I swear by my ancient red Bonanza loading press that I recently read a book by two gents who ran the SEAL Sniper School and got some unique insights into the mental aspects of marksmanship. All the candidates at the school are qualified SEALS, and are selected for their skill as riflemen, and the washout rate is still high. I’ve heard the school described as “nightmarishly difficult.” As the authors point out, all you need is one bad morning and you’re gone.
One of the claims I believe I read in the book is that, under stress, riflemen can lose 40 percent of their fine motor skills. I agree with this, and then some. The problem is that, in re-reading the book to verify that 40 percent figure, I can’t find it, so maybe I’m imagining the whole thing. If so, I apologize to everyone in the world in advance.

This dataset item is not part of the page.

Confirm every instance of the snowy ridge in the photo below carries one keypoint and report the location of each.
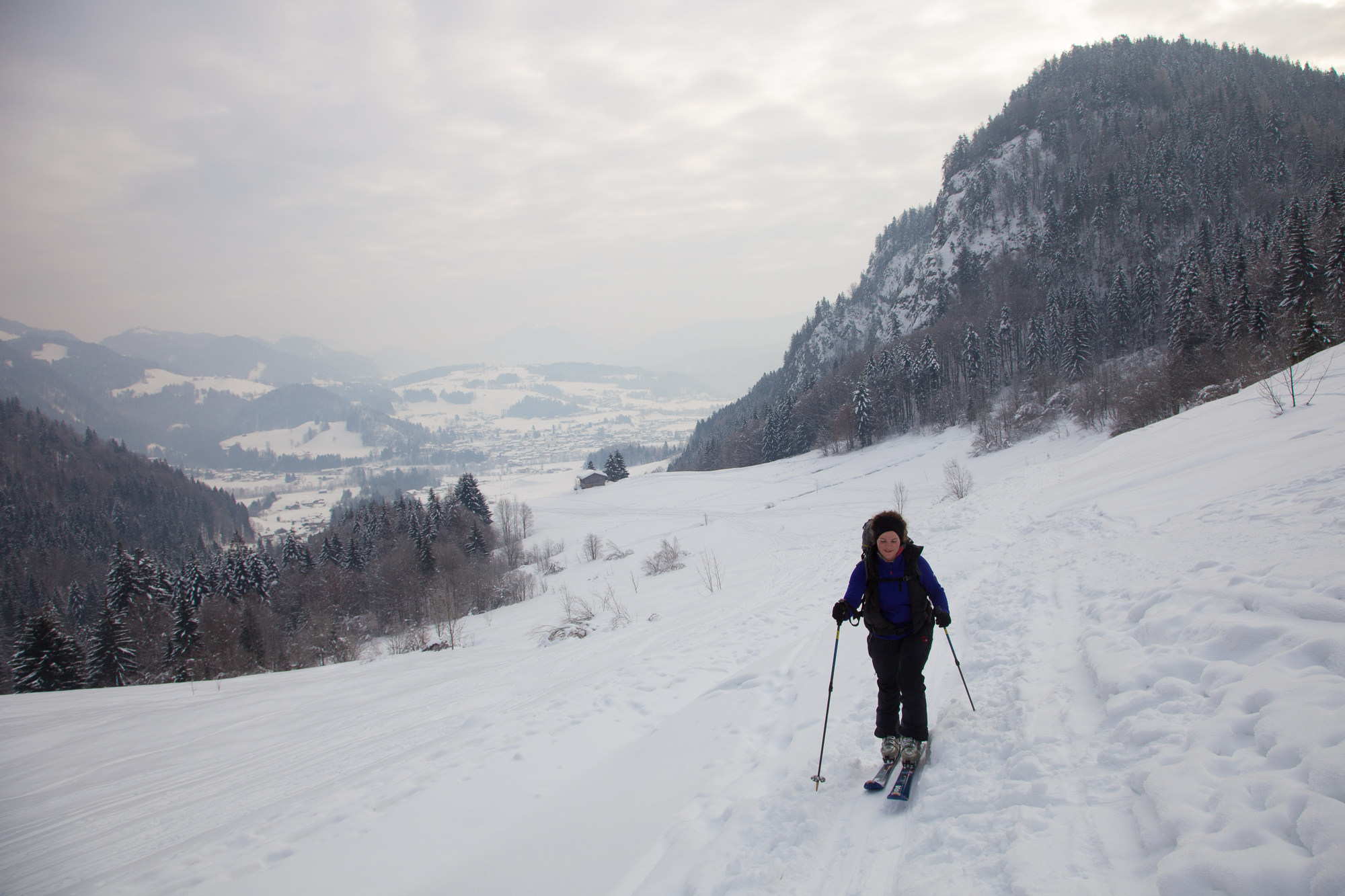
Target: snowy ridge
(1153, 628)
(907, 283)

But again, I think it’s a pretty accurate estimate. Under stress, people can become fumble fingered and worse. Over this past weekend, I got to be Range Safety Officer at a competition where I saw many fingers fumbling. The match was shot at 100 yards, offhand, low gun between shots, no sling, scope no higher than 4X, 5 rounds at a life-sized coyote target that could rise up out of any of four positions in the pits and stayed up for 6 seconds. There was dirty snow on the ground, and the coyote target was digital black and white, so it was hard to see the thing when it came up. Only one person shot a perfect score.
Since I was hovering over the competitors, waiting for them to do something unsafe, I got to watch them closely, and discovered that I could tell what kind of score they were shooting just by looking at them and watching them hyperventilate, take their eyes off the pit to look at their rifle, fumble with the safety, fumble with reloading, try and clear the rifle after it fumbled, and so on.
These were the guys who lost 40 percent, or more, and dishonored themselves. The people who did well stepped up to the line as though it was just another day at the office, took one deep breath, looked downrange all the time, wasted no motion, did not fiddle, fumble, or freeze, and did not have to clear their rifles because their rifles fed (an absolutely amazing number of rifles don’t feed).
My favorite competitor used a Remington 760 pump. He’s a very skillful and cold-blooded shooter who is a former Army officer (Captain, Armor) and he snapped those rounds in and out of there with military precision. It reminded me of what good, and underrated, rifles the 760 and 7600 are. That old 760 made the average bolt-action look like a blunt instrument.
How does one avoid losing 40 percent of your skill? Glad you asked. Practice. Think out what you have to do beforehand and develop a routine that involves the fewest number of movements. Then, practice it over and over and over.
Also, it helps to see if your rifle works. If it doesn’t, get it fixed.